Lucina gazed to a very far away place. "Maybe we will find the future we came from there. I wonder what has happened to it."

"…Lucina." Robin spoke. "Over this past month, I remembered my past." Lucina's eye flickered to Robin. "I remember being the young woman who would become your mother. I was all brashness with everything to prove after my own mother died."

"You should tell Chrom this."

"I did." Sensing Lucina's impatience, Robin skipped over much of her own nostalgia. "I remember my own father from when I was just old enough to remember things. Your grandfather-" Lucina twitched. Robin noticed, and continued. "Your grandfather was nothing like you know him.

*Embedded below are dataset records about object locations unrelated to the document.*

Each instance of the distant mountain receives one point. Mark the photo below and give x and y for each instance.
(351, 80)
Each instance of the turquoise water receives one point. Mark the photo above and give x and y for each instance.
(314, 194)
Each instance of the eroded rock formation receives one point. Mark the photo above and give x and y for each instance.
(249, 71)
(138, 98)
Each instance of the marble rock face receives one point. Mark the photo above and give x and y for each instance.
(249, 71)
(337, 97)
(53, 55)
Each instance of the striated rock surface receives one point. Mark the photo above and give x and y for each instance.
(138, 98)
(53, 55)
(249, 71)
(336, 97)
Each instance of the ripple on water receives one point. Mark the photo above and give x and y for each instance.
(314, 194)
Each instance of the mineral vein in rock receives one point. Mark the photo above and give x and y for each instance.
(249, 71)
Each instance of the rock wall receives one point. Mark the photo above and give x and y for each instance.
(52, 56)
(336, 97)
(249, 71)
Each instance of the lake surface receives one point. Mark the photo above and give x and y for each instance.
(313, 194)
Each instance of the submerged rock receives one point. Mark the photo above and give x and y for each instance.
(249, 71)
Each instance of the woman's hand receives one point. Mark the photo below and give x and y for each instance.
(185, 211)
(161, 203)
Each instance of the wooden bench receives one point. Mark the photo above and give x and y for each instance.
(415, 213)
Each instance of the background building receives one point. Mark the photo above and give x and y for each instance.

He was very kind to your grandmother and I, and actively tried to be a positive influence in my life before your grandmother spirited me away. Even years later when I asked my mother about him, she admitted he would never have settled for anything but the best upbringing I could have had."

"Is there a point to this?" Lucina asked, her voice agitated.

"Yes." Robin responded, calm as always. "The point is, just because something you thought was a bad thing doesn't mean that it always has to be that. And just because someone did something terrible, that does not mean that they always were, or will be. During my month of meditation, I realized, no matter how much I might deny it, Plegia was and always will be my home, and Validar is my father. I am Plegian. You and your brother are just as much of Plegia as you are of Ylisse. You are both children of Naga, and my children. No matter what, I will always protect you."

Lucina was silent at that. After many minutes quietly thinking, she said. "…I can't be. She might be." The young princess had resumed staring at both women. "But I refuse to be Grima's daughter." Lucina turned and walked out to the hall, her path unbarred.

Robin called out to her. "You can't run from your past Lucina. You will only make more of it as you stumble and trip away, until eventually something catches up to you."

Lucina turned back to Robin with solemn purpose in her tired eyes. "If you ever hurt anyone, I will return to stop you, no matter what."

Robin's glowing red eyes met her gaze, and she said in a small, trembling voice, "Be safe." Lucina turned, and walked down the hallway towards whatever the future held.


Author's note: I am told that there was more demand for this stories continuation. Here is my attempt after lost chapters lovely little night. As for Validar, I always thought that if Awakening was going to copy the Blazing Blade's plot, they could have at least expand on that stories most interesting and vague parts. Alas.